Zimmerman, by many accounts, won the legal lottery that day. The verdict was right from a legal standpoint. But not so much when it came to moral standards, and a tragedy escalated by Zimmerman's actions.
A long list of contentious dustups and confrontations since that hearing leaves most folks thinking two things:
Zimmerman is a damaged human being. Flawed at best, deplorable at his worst. Maybe both.
It leads us to this: Zimmerman stands accused of sending threatening messages to private investigator Dennis Warren, who had contacted him about a documentary series on Trayvon Martin produced by rapper Jay Z.

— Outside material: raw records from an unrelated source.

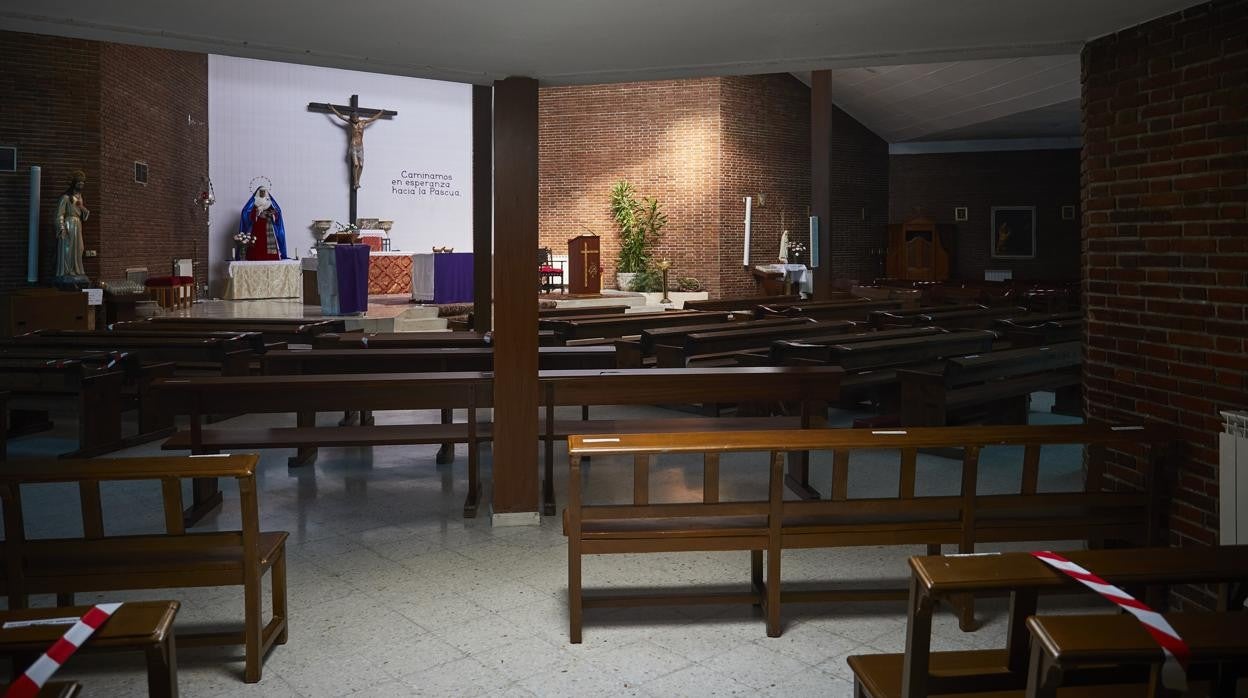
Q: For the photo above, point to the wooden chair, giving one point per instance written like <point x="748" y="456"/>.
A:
<point x="96" y="562"/>
<point x="548" y="272"/>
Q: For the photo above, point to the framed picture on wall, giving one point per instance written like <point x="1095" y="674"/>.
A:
<point x="1014" y="232"/>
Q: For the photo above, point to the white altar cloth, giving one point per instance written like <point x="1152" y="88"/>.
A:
<point x="276" y="279"/>
<point x="796" y="275"/>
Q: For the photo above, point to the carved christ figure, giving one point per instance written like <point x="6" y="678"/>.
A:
<point x="357" y="140"/>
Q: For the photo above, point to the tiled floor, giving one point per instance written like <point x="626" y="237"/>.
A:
<point x="393" y="593"/>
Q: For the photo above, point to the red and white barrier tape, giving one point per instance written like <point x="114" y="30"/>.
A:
<point x="29" y="683"/>
<point x="1176" y="651"/>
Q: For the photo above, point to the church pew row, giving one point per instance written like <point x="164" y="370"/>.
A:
<point x="992" y="385"/>
<point x="582" y="310"/>
<point x="854" y="310"/>
<point x="137" y="626"/>
<point x="92" y="390"/>
<point x="804" y="390"/>
<point x="137" y="377"/>
<point x="716" y="347"/>
<point x="935" y="580"/>
<point x="770" y="523"/>
<point x="171" y="558"/>
<point x="296" y="331"/>
<point x="416" y="340"/>
<point x="741" y="304"/>
<point x="630" y="325"/>
<point x="639" y="352"/>
<point x="1067" y="647"/>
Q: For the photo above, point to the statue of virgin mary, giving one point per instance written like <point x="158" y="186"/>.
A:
<point x="262" y="219"/>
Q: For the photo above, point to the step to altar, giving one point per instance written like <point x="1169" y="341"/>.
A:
<point x="417" y="319"/>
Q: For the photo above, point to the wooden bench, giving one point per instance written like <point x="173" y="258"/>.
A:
<point x="743" y="304"/>
<point x="719" y="346"/>
<point x="853" y="310"/>
<point x="229" y="356"/>
<point x="137" y="626"/>
<point x="416" y="340"/>
<point x="622" y="326"/>
<point x="137" y="378"/>
<point x="96" y="562"/>
<point x="91" y="388"/>
<point x="994" y="386"/>
<point x="1066" y="644"/>
<point x="770" y="523"/>
<point x="639" y="352"/>
<point x="305" y="396"/>
<point x="935" y="580"/>
<point x="582" y="310"/>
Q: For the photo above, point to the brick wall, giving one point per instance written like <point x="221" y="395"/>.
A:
<point x="697" y="145"/>
<point x="859" y="201"/>
<point x="934" y="184"/>
<point x="1165" y="180"/>
<point x="154" y="109"/>
<point x="765" y="150"/>
<point x="50" y="113"/>
<point x="660" y="136"/>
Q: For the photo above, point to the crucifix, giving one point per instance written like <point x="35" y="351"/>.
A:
<point x="356" y="119"/>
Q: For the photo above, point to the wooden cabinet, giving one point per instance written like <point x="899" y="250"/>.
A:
<point x="25" y="310"/>
<point x="920" y="250"/>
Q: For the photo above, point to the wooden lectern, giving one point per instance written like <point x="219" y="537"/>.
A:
<point x="584" y="265"/>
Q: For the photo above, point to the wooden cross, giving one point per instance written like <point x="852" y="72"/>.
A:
<point x="356" y="120"/>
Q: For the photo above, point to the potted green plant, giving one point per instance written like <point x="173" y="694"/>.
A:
<point x="640" y="225"/>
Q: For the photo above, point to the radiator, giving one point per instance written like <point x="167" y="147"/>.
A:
<point x="1233" y="481"/>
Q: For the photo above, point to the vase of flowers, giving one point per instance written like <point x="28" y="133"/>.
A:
<point x="796" y="250"/>
<point x="242" y="242"/>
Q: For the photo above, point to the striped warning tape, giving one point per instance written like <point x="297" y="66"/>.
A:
<point x="1176" y="651"/>
<point x="29" y="683"/>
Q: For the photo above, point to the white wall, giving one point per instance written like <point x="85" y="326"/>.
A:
<point x="258" y="124"/>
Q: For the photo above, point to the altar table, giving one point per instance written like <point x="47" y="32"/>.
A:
<point x="276" y="279"/>
<point x="390" y="272"/>
<point x="442" y="277"/>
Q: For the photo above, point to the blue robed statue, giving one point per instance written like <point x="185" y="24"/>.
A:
<point x="262" y="219"/>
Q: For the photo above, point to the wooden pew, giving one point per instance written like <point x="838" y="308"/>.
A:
<point x="94" y="390"/>
<point x="305" y="396"/>
<point x="798" y="393"/>
<point x="416" y="340"/>
<point x="743" y="304"/>
<point x="155" y="561"/>
<point x="935" y="580"/>
<point x="296" y="331"/>
<point x="719" y="346"/>
<point x="137" y="626"/>
<point x="639" y="352"/>
<point x="996" y="383"/>
<point x="230" y="356"/>
<point x="1021" y="332"/>
<point x="770" y="523"/>
<point x="582" y="310"/>
<point x="858" y="311"/>
<point x="625" y="325"/>
<point x="975" y="319"/>
<point x="914" y="317"/>
<point x="154" y="422"/>
<point x="1062" y="646"/>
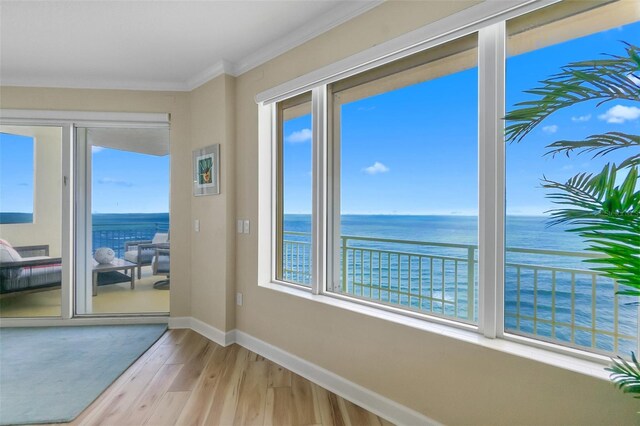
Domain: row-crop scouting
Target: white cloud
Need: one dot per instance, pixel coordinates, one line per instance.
(581, 118)
(112, 181)
(303, 135)
(376, 168)
(620, 113)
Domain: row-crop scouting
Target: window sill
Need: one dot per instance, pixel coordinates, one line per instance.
(568, 359)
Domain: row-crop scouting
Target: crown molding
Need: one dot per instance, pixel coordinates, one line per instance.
(215, 70)
(302, 34)
(319, 25)
(306, 32)
(104, 84)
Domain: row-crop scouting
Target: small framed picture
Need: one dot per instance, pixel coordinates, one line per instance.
(206, 170)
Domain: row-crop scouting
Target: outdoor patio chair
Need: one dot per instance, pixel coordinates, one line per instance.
(28, 268)
(141, 252)
(161, 266)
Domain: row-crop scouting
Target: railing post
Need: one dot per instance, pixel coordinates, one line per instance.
(471, 281)
(344, 264)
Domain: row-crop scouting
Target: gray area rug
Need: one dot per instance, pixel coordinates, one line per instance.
(51, 374)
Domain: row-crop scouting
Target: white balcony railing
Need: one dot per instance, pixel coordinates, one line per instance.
(550, 295)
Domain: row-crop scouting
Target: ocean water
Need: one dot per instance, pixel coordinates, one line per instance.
(544, 295)
(114, 230)
(552, 296)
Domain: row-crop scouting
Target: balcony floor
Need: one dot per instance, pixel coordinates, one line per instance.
(115, 298)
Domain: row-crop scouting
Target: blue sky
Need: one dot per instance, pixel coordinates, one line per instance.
(123, 182)
(16, 173)
(129, 182)
(414, 150)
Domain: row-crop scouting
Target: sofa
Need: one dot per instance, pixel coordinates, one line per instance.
(28, 268)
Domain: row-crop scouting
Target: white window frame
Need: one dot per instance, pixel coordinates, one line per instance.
(489, 21)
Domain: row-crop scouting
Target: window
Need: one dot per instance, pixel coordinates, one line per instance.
(425, 206)
(16, 178)
(553, 288)
(294, 194)
(405, 179)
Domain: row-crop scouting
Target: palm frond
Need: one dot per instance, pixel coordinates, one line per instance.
(597, 145)
(603, 79)
(607, 216)
(625, 375)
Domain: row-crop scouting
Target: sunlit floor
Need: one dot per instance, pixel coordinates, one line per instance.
(114, 298)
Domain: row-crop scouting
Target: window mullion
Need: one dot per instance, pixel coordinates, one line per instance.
(319, 189)
(491, 179)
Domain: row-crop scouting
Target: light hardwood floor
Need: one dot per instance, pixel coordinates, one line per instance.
(186, 379)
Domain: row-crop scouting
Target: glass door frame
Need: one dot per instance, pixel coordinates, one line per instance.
(74, 201)
(83, 297)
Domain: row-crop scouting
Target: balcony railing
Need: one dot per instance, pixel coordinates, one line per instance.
(115, 235)
(549, 294)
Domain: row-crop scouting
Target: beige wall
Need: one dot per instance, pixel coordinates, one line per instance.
(47, 198)
(213, 248)
(448, 380)
(177, 104)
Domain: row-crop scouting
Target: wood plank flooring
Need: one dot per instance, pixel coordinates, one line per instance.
(186, 379)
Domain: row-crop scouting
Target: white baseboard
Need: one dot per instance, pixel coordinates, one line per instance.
(57, 322)
(359, 395)
(206, 330)
(179, 322)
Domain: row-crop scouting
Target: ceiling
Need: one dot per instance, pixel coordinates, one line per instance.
(154, 45)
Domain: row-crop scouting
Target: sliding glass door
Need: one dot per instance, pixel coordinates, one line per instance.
(33, 238)
(123, 246)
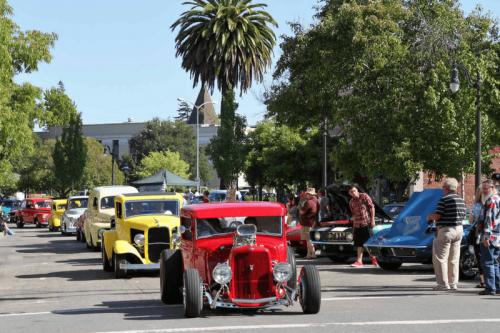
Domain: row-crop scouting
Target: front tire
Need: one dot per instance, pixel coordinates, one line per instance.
(467, 261)
(120, 273)
(310, 290)
(193, 297)
(171, 276)
(390, 266)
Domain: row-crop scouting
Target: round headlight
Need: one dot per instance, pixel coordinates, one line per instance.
(222, 274)
(282, 272)
(139, 239)
(176, 238)
(101, 232)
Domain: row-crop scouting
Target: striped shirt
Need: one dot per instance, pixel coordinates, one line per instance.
(452, 210)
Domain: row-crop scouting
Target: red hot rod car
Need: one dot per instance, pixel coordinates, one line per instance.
(235, 255)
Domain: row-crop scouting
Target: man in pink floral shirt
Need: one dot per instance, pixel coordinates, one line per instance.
(489, 227)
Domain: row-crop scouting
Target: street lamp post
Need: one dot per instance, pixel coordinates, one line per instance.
(454, 85)
(197, 136)
(126, 169)
(106, 150)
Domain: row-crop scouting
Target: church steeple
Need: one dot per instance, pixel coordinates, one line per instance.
(207, 112)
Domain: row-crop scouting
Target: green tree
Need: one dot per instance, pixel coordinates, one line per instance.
(162, 135)
(394, 56)
(227, 41)
(184, 112)
(227, 150)
(20, 52)
(70, 156)
(60, 108)
(157, 161)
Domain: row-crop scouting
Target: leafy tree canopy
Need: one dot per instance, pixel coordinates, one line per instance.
(20, 51)
(176, 136)
(157, 161)
(395, 57)
(227, 150)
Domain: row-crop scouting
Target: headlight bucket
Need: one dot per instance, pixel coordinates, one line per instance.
(222, 274)
(282, 272)
(139, 239)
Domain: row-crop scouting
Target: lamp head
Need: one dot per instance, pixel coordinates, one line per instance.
(454, 81)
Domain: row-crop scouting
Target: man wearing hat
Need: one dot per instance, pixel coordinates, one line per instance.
(308, 211)
(496, 180)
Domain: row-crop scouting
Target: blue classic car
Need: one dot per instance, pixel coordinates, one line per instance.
(410, 238)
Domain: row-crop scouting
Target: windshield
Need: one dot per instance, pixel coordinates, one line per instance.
(42, 204)
(108, 202)
(393, 211)
(78, 203)
(217, 197)
(151, 207)
(227, 225)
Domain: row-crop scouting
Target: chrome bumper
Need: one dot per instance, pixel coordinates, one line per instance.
(143, 267)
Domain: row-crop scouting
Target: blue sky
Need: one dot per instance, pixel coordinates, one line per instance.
(117, 58)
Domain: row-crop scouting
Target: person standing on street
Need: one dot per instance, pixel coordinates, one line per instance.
(324, 210)
(363, 215)
(490, 238)
(307, 212)
(449, 214)
(496, 181)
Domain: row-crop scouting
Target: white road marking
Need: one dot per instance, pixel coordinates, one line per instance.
(284, 326)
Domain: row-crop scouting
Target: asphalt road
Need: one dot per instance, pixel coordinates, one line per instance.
(51, 283)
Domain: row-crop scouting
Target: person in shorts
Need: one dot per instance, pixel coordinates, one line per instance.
(363, 215)
(307, 221)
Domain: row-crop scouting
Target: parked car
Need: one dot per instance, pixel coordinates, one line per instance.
(145, 223)
(101, 213)
(334, 238)
(9, 208)
(394, 209)
(57, 209)
(235, 255)
(197, 199)
(217, 195)
(34, 211)
(75, 207)
(410, 238)
(79, 224)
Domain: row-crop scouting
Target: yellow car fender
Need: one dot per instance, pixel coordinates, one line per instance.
(124, 247)
(108, 241)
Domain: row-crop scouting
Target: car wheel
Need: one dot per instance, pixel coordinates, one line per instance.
(339, 259)
(310, 290)
(301, 252)
(171, 276)
(390, 266)
(467, 261)
(106, 265)
(192, 293)
(120, 273)
(290, 258)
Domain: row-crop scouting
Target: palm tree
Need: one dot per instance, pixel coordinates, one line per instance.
(227, 41)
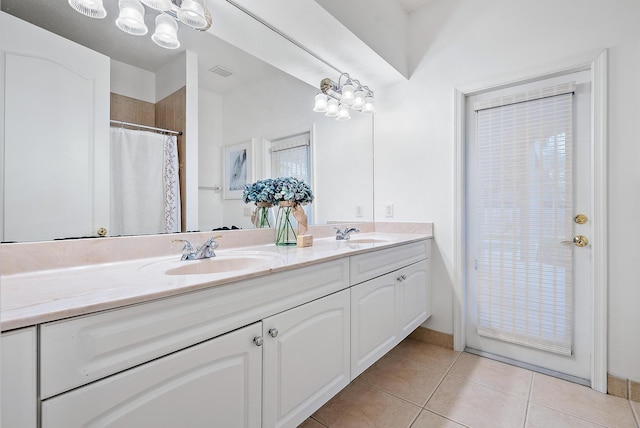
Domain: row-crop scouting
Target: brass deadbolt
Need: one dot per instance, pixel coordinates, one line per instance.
(580, 241)
(581, 219)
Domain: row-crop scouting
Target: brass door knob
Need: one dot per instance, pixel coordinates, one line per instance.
(578, 241)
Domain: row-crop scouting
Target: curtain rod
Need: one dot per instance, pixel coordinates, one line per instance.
(135, 125)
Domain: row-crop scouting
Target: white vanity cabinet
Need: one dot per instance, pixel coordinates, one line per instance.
(387, 308)
(18, 379)
(213, 384)
(306, 359)
(261, 352)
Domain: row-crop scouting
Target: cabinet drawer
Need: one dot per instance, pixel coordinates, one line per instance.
(18, 381)
(77, 351)
(214, 384)
(371, 265)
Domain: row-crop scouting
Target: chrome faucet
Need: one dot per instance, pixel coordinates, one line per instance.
(203, 252)
(344, 235)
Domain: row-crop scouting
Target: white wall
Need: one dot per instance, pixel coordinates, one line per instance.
(171, 77)
(209, 160)
(389, 20)
(461, 44)
(133, 82)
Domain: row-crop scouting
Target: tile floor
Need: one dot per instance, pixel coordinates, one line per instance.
(420, 385)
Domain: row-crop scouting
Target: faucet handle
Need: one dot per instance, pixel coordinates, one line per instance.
(206, 250)
(187, 250)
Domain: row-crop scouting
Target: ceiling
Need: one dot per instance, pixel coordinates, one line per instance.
(411, 6)
(103, 36)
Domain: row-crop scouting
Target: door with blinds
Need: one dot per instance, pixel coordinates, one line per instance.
(528, 273)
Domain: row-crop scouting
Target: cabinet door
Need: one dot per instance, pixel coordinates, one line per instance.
(306, 359)
(374, 321)
(214, 384)
(415, 296)
(18, 379)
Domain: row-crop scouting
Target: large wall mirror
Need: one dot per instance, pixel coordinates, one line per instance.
(255, 108)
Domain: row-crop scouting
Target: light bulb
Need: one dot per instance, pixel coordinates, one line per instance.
(166, 34)
(343, 112)
(131, 18)
(161, 5)
(90, 8)
(191, 13)
(321, 103)
(348, 95)
(369, 105)
(332, 108)
(358, 101)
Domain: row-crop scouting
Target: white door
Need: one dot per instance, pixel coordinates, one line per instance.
(54, 135)
(528, 175)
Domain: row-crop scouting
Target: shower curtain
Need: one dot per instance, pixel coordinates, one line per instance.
(145, 191)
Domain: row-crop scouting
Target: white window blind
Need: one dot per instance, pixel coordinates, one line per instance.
(525, 201)
(290, 157)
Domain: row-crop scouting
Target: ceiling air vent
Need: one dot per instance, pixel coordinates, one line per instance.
(221, 71)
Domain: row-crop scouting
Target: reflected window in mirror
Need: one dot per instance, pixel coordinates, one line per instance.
(290, 156)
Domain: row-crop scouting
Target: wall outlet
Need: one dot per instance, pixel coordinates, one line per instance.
(388, 210)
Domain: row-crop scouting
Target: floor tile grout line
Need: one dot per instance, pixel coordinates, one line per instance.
(389, 393)
(325, 426)
(424, 406)
(488, 386)
(582, 418)
(446, 417)
(635, 414)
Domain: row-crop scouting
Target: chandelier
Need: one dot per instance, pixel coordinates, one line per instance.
(336, 99)
(192, 13)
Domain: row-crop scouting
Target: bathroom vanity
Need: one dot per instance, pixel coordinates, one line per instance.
(264, 346)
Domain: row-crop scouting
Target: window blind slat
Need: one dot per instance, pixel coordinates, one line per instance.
(525, 198)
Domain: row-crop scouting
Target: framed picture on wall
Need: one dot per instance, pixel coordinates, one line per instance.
(237, 169)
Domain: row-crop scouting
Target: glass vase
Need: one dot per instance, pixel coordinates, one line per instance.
(285, 230)
(263, 216)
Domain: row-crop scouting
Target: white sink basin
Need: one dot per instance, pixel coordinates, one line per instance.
(365, 241)
(222, 263)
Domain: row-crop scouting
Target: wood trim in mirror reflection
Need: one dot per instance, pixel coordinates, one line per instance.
(168, 113)
(171, 113)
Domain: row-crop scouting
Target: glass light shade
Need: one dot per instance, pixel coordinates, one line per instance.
(321, 103)
(358, 101)
(191, 13)
(343, 112)
(348, 95)
(131, 18)
(332, 108)
(166, 34)
(90, 8)
(161, 5)
(369, 105)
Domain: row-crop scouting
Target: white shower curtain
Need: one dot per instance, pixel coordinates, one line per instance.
(145, 191)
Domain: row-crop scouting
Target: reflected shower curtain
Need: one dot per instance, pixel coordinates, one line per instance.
(145, 191)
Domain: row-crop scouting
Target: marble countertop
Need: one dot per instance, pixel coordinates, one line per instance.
(39, 296)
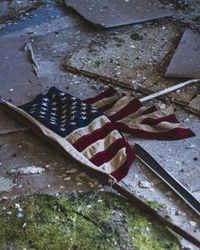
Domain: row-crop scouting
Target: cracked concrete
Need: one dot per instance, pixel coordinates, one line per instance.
(60, 34)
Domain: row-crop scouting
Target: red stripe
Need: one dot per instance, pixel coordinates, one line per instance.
(122, 171)
(154, 122)
(96, 135)
(109, 153)
(108, 93)
(108, 106)
(173, 134)
(130, 108)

Zimmerman is trying to beat the rap by filing a not-guilty plea and requesting a jury trial.
But he claims to be broke, which is why he will be represented by the Public Defender's Office.
But hey, didn't Georgie Boy profit off this tragedy auctioning off the gun he used to kill Martin? He made a nice chunk of cheese, $250,000 from that transaction in 2016.
What about the money he made from selling his paintings of the Confederate battle flag in 2015?
"I painted the confederate flag backed by the American flag because I believe that anything can stand with the American flag behind it," he said at the time. "My confederate flag painting also represents the hypocrisy of political correctness that is plaguing this nation."
He must have "political correctness" confused with anyone who might have a smidge of human decency and not buying his racist propaganda.
I also humbly suggest to Georgie Boy that in addition to legal representation, he find himself a good financial planner.
Are they available pro bono in prison? Asking for a friend.
— Columnist George Diaz wrote this for the Orlando Sentinel.